My Lords, as the noble Lord will know, the Government have already taken forward the issue of legal costs in relation to service charges. I have already alluded to the Section 20C order, as provided for in the Landlord and Tenant Act 1985, which allows a leaseholder to seek for those service charges—if the landlord is claiming that—to be voided. He also raised the point about the £500 fee. Normally in tribunal cases, we have found that parties pay their own costs, and it is rare for costs to be awarded in the property chamber itself. Only where the tribunal considers that a party has behaved unreasonably could it make a costs order against them.

My Lords, I remember debating the Bill very carefully here in 1996, because it was stated that the total costs would be recovered from the applicants, down to,

“the milk for the office cat”.—[Official Report, 10/7/96; col. 348.]

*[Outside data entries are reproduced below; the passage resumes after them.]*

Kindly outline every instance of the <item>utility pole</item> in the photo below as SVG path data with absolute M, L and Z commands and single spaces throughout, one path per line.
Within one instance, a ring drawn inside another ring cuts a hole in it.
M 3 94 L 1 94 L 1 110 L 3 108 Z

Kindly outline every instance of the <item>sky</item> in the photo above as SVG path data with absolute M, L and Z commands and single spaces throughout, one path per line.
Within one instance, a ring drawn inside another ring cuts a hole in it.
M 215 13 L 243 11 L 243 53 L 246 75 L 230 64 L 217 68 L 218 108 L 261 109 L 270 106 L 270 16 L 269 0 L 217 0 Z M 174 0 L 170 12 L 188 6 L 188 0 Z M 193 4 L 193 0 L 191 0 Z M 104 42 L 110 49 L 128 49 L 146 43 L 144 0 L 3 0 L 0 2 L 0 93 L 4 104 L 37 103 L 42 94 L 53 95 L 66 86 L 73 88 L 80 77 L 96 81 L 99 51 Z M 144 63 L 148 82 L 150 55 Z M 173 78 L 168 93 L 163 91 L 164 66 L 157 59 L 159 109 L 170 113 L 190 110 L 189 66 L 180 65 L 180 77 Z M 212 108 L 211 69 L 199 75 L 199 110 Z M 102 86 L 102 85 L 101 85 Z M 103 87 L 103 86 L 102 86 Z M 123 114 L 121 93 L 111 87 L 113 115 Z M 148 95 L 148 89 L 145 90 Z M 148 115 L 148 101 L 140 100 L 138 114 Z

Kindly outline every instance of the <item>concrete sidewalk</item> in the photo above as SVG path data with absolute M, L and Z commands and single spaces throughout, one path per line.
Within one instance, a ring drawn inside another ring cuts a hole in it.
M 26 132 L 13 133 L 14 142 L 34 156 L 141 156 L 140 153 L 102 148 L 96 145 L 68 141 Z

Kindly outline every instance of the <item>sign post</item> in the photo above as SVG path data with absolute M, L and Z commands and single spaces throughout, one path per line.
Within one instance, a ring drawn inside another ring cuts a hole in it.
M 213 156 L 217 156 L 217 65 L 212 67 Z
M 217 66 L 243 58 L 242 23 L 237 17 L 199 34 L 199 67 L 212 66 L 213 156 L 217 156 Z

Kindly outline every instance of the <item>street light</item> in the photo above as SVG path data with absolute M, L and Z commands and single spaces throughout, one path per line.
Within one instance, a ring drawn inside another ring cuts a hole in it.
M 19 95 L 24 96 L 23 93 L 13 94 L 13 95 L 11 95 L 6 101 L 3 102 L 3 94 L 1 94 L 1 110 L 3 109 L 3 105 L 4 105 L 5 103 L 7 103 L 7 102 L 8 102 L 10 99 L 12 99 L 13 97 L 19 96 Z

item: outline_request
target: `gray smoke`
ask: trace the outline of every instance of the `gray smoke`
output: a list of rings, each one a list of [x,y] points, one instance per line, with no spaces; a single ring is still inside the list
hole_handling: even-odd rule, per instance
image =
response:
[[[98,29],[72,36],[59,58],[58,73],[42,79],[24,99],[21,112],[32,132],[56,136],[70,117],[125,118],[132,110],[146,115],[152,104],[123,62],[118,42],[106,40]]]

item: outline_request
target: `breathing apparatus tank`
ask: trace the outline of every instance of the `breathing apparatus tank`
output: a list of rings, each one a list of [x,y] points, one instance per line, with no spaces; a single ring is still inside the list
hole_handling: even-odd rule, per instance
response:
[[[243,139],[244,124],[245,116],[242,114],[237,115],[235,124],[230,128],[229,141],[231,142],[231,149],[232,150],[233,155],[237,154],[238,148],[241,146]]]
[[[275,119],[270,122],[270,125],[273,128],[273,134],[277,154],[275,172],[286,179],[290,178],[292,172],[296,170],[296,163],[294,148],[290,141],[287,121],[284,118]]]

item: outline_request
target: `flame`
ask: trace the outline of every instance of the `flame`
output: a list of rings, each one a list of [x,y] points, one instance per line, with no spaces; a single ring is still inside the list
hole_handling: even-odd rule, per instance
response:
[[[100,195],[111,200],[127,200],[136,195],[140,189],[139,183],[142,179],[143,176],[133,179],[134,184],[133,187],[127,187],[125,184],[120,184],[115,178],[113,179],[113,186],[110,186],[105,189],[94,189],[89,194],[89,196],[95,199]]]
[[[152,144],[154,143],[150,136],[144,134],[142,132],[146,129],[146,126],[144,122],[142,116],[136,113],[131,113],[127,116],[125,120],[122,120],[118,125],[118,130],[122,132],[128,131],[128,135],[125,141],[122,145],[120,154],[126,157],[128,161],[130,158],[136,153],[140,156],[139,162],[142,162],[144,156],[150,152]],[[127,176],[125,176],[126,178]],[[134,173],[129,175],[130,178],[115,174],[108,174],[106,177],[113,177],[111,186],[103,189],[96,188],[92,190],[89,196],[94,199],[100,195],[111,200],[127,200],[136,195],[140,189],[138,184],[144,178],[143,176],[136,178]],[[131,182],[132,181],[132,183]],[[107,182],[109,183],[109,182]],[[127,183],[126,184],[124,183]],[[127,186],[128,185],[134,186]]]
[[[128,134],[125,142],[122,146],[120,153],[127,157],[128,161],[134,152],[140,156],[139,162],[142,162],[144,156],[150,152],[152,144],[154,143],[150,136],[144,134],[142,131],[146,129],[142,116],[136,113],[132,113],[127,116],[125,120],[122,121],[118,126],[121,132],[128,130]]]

These charges, under the previous system, were limited to a maximum of £500 and the only abuse was when the other side charged it back to all the leaseholders in the block, even if only one had brought the case. Now, it is a different matter. You have to put up the £500 even to take your case to the tribunal and you have to pay further costs all the way. Can we at least be assured that if, as the noble Lord says, it is not possible to limit it in some cases, the costs will not be charged to all the tenants, as is now the case, instead of just to the one person who brought the case? Will the court, or the First-tier Tribunal as it is now called, have the power to determine where these costs are actually justified?

Bearing in mind the series of questions that my noble friend has asked, perhaps writing to her in this regard would be more appropriate and beneficial.